I am trying to prove convergence of the series
$(1) \sum_{n=1}^\infty \frac{\sin(n)}{\sqrt{n}+\sin(n)}$.
If this series were $(2) \sum_{n=1}^\infty \frac{\sin(n)}{\sqrt{n}}$, then it converges by the Dirichlet test because partial sums of $\sin(n)$ are bounded and $1/\sqrt{n}$ decreases monotonically to $0$.
The difficulty I have is that $\sqrt{n}+ \sin(n)$ in the denominator is not monotonic and $\sin(n)$ in the numerator changes sign. But the denominator is bracketed by monotonic sequences $\sqrt{n} – 1 \leq \sqrt{n} + \sin(n) \leq \sqrt{n} + 1$ and it seems possible to adapt the Dirichlet test.

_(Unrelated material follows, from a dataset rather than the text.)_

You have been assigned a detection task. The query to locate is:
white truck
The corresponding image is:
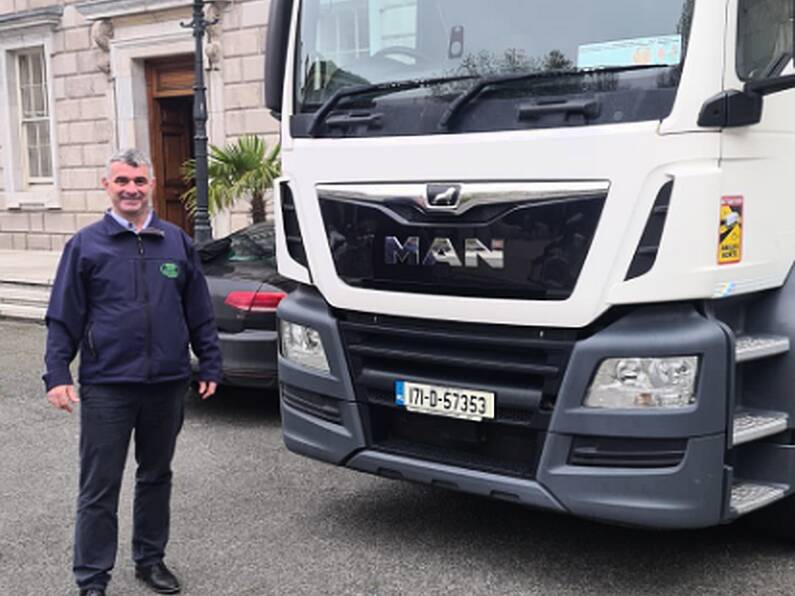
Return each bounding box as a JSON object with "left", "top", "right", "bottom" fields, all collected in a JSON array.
[{"left": 265, "top": 0, "right": 795, "bottom": 531}]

Can this be done to prove convergence of (1) or is there a more general approach that I am not aware of?
Best Answer
Let me help you with this one.
We can rewrite the following expression as follows: $$ \sum_{n=1}^\infty {\sin(n)}\cdot(\sin(n)+n^{1/2})^{-1} \tag{1} $$ then we can take $n^{1/2}$ out and write it like $$ \sum_{n=1}^\infty {\frac{\sin(n)}{n^{1/2}}}\cdot\left (1+\frac{\sin(n)}{n^{1/2}}\right)^{-1}\tag{2} $$ now we can apply the taylor series like $$ \sum_{n=1}^\infty {\frac{\sin(n)}{n^{1/2}}}\cdot\left(1-\frac{\sin(n)}{n^{1/2}} + O\left(\frac{1}{n}\right)\right)\tag{3}$$
from here you can solve it, first one converges by Dirichlet, second one diverges, third one converges.